Chemistry Forum

Here are the two formulas:

Br- + KHSO₅ --> HOBr + H₂SO₄
Br- + O₃ + H₂O --> HOBr + O₂ + H+

Br- + KHSO₅ --> HOBr + H₂SO₄

Number of electrons from reducing agent (Br-) should be equal to number of electrons accepted by oxidizer (peroxide KOS(O₂)-O-OH): three oxygen atoms are O₂- and two (bold highlight) oxygen atoms of peroxide are 2O-
Br- - 2e- = Br+
2O- + 2e- = 2O₂-

Therefore, for every Br- we need two KHSO₅ containing two peroxide oxygen atoms O-. Write their correct ratio on the left side. Equalize by sulfur on the right (one on each side)

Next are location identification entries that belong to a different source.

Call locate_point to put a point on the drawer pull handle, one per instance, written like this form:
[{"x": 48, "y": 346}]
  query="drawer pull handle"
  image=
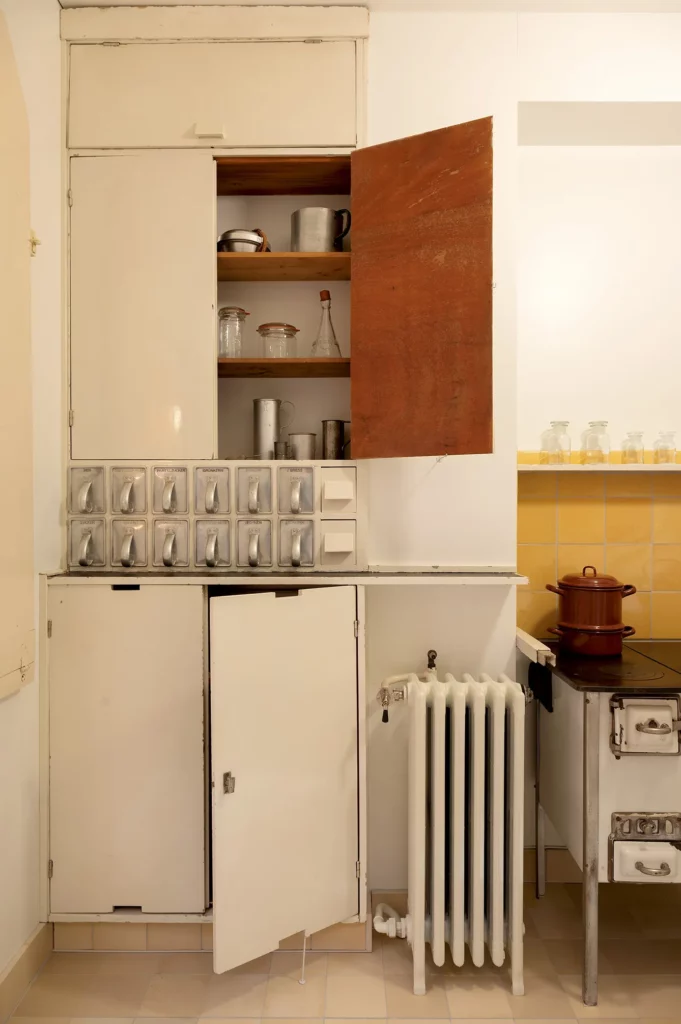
[
  {"x": 85, "y": 549},
  {"x": 652, "y": 728},
  {"x": 211, "y": 549},
  {"x": 169, "y": 499},
  {"x": 295, "y": 496},
  {"x": 212, "y": 499},
  {"x": 654, "y": 872},
  {"x": 253, "y": 501}
]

Br- + KHSO₅ --> HOBr + H₂SO₄
Potassium must end up with salt, if in the presence of H₂SO₄

look what else is missing and where (usually water). Anion on the left side should produce anion with the same number of charges on the right
Br- + KHSO₅ = HOBr + KSO₄- now it is equilibrated

It seems like another presentation of the same reaction could be correct too
Br- + KHSO₅ = OBr- + KHSO₄
but sulfuric acid is stronger that HBrO, and therefore the first equation is more scientifically correct

Try the second problem by yourself using electron equilibration technique first
Br- + O₃ + H₂O --> HOBr + O₂ + H+

Br- - 2e- = Br+
but this is more challenging:
3O- + e- => 3O₂- how many electrons should be added to the left side to make total 3x2 = 6 negative charges?
Answer: to three existing add three e-
3O- + 3e- = 3O₂- Now this is equilibrated

Satisfy the rule Number of electrons from reducing agent (Br-) should be equal to number of electrons accepted by oxidizer O-
Find common denominator and multiply:
3Br- - 6e- = 3Br+
6O- + 6e- = 6O₂-

The rest is easy! Remember, anion on the left and cation (proton) on the right are given to you on purpose for confusion. You should equilibrate and make equal charges on both sides.
Please give your answer here.
Good luck!